Rationale for Mats

Messaging naturally provides high availability, scalability, location transparency, prioritization, stage transactionality, fault tolerance, great monitoring, simple error handling, and efficient and flexible resource management. However, messaging can be much harder to employ in practice due to a fundamentally different programming model.

Mats³ is a client side Java library that makes asynchronous message-oriented interservice communications mimic a synchronous, blocking and linear/sequential way of coding, greatly reducing the mental shift and cognitive load, and increases developer productivity when using messaging. You gain all the positives of messaging, while virtually eliminating the negatives.

Going a bit deeper into the rationale behind Mats, we’ll look at Message Oriented architectures vs. the more standard synchronous blocking RPC typically employed in a multi-service architecture.

In a microservice architecture one needs to communicate between the different services. The golden hammer for such communication is REST-ish services employing JSON over HTTP.

(A note here: The arguments here are for service-mesh internal IPC/RPC communications. For e.g. REST endpoints facing the user/client, there is a “synchronous-2-Mats-bridge” called the MatsFuturizer, from which you can perform a Mats Request initiation which returns a Future, which will be resolved when the final Reply message comes back to the same node. There is also the library MatsSockets that is built on top of Mats and WebSockets, which pulls the message-oriented asynchronousness of Mats all the way out to the end-user client, with client libraries available for JavaScript and Dart/Flutter)

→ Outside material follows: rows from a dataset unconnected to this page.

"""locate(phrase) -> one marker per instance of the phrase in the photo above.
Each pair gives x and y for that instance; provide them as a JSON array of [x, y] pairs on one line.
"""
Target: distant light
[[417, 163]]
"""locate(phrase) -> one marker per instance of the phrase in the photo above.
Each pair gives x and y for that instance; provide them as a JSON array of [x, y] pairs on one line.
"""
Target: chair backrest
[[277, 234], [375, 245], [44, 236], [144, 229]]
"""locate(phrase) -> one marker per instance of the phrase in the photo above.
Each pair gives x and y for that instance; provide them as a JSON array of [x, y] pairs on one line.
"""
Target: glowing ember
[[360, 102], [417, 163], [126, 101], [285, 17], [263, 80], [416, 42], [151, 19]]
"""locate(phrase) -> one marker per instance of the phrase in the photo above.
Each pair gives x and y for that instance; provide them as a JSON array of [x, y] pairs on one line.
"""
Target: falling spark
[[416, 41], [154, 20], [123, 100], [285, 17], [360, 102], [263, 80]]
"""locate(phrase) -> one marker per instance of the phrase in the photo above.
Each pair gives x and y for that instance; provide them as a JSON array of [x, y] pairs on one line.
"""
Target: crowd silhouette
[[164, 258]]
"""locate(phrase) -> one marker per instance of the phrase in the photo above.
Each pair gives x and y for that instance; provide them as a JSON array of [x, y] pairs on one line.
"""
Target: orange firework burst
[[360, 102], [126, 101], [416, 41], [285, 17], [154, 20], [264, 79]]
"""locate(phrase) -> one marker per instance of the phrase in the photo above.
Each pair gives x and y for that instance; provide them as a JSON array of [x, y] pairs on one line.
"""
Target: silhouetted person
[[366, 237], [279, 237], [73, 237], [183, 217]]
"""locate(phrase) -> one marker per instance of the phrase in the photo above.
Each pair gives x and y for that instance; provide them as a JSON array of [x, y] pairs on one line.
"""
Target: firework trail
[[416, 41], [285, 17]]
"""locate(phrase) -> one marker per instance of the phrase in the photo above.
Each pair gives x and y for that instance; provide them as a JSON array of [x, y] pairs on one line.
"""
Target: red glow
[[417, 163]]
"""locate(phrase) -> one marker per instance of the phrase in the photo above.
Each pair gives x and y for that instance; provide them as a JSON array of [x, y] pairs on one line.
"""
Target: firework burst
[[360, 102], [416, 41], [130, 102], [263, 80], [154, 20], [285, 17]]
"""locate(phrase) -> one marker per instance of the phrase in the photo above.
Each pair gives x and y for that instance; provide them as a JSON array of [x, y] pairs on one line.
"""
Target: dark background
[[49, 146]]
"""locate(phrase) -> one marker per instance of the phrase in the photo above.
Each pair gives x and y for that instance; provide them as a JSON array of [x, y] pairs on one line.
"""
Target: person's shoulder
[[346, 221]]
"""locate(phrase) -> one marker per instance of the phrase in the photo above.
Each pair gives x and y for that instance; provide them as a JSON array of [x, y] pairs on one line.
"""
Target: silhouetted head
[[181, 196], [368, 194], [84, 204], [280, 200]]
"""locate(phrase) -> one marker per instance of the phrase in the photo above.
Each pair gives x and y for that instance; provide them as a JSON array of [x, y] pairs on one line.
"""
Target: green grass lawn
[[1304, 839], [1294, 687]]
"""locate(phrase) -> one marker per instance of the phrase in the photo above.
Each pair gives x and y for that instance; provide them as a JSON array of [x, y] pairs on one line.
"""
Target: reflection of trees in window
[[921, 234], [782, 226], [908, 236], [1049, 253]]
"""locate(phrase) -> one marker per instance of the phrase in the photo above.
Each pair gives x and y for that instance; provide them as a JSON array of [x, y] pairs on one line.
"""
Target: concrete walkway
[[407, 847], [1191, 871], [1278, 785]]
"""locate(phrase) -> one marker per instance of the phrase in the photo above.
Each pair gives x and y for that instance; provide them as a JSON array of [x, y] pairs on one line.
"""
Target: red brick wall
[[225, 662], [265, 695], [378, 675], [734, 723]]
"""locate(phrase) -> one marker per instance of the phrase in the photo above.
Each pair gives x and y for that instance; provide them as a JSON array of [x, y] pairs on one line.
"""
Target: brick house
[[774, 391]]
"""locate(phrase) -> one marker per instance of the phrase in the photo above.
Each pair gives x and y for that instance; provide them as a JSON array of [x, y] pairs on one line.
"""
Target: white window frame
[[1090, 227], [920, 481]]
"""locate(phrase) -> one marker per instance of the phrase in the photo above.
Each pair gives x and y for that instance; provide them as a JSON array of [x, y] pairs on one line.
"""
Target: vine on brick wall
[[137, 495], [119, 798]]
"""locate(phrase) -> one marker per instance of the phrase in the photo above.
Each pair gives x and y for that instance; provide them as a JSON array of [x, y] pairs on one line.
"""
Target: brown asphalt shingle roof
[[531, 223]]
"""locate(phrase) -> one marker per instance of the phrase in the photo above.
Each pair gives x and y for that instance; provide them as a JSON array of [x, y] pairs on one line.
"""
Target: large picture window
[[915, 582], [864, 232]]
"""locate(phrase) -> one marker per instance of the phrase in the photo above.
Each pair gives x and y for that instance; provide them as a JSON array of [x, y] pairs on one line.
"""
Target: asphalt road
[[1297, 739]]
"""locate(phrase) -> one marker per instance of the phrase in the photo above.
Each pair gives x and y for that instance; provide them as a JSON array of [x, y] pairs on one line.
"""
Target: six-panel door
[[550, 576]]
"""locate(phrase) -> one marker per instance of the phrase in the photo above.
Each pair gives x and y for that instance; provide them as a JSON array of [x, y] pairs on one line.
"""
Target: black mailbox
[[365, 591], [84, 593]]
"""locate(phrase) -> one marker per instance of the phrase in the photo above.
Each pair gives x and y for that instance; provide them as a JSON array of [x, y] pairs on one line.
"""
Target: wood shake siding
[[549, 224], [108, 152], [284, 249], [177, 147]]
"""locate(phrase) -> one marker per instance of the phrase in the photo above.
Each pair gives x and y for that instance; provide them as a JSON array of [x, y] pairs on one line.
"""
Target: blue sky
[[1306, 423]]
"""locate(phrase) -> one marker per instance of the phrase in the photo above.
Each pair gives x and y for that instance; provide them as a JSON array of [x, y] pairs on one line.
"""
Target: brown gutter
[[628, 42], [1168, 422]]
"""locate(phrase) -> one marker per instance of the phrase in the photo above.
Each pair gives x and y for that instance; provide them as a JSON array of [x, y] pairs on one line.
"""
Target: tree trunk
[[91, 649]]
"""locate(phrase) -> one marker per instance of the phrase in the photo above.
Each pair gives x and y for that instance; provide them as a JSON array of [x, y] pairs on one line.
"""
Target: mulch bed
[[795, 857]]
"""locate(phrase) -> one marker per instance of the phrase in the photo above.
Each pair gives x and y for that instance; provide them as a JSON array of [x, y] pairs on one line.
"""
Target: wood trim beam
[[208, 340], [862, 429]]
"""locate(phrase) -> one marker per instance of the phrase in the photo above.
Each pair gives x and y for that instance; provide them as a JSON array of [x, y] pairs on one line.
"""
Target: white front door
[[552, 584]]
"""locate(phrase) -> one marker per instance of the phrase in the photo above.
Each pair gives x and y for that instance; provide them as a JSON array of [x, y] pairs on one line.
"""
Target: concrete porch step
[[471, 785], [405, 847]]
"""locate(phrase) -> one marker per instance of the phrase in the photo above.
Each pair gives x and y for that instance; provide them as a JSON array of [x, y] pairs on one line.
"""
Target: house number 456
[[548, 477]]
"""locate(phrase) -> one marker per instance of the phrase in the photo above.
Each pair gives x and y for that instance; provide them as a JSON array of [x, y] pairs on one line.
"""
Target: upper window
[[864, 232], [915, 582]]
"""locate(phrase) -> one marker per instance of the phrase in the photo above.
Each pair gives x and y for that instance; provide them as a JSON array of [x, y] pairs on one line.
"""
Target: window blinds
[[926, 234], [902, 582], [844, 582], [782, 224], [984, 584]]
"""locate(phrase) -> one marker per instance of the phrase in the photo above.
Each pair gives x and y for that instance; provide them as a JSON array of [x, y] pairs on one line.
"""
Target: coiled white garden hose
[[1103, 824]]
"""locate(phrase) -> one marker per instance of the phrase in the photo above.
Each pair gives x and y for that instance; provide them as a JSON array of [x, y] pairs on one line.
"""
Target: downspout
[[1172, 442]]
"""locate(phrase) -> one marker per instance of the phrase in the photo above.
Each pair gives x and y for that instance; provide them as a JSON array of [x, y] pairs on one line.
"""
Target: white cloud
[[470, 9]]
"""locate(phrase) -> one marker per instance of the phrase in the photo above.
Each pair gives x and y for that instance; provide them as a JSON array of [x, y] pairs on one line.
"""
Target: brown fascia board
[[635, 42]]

Asynchronous Message Oriented architectures are superior to synchronous REST-based systems in a number of ways, for example:

High Availability: For each queue, you can have listeners on several service instances on different physical servers, so that if one service instance or one server goes down, the others are still handling messages.
Location Transparency: Service Location Discovery is avoided, as messages only targets the logical queue name, without needing information about which nodes are currently consuming from that queue.
Scalability / Elasticity: It is easy to increase the number of nodes (or listeners per node) for a queue, thereby increasing throughput, without any clients needing reconfiguration. This can be done runtime, thus you get elasticity where the cluster grows or shrinks based on the load, e.g. by checking the size of queues.
Handles load peaks / Prioritization: Since there are queues between each part of the system and each stage of every process, a sudden influx of work (e.g. a batch process) will not deplete the thread pool of some service instance, bringing on cascading failures backwards in the process chain. Instead messages will simply backlog in a queue, being processed as fast as possible. At the same time, message prioritization will ensure that even though the system is running flat out with massive queues due to some batch running, any humans needing replies to queries will get in front of the queue. Back-pressure (e.g. slowing down the entry-points) can easily be introduced if queues becomes too large.
Transactionality: Each endpoint has either processed a message, done its work (possibly including changing something in a database), and sent a message, or none of it.
Resiliency / Fault Tolerance: If a node goes down mid-way in processing, the transactional aspect kicks in and rolls back the processing, and another node picks up. Due to the automatic retry-mechanism you get in a message based system, you also get fault tolerance: If you get a temporary failure (database is restarted, network is reconfigured), or you get a transient error (e.g. a concurrency situation in the database), both the database change and the message reception is rolled back, and the message broker will retry the message.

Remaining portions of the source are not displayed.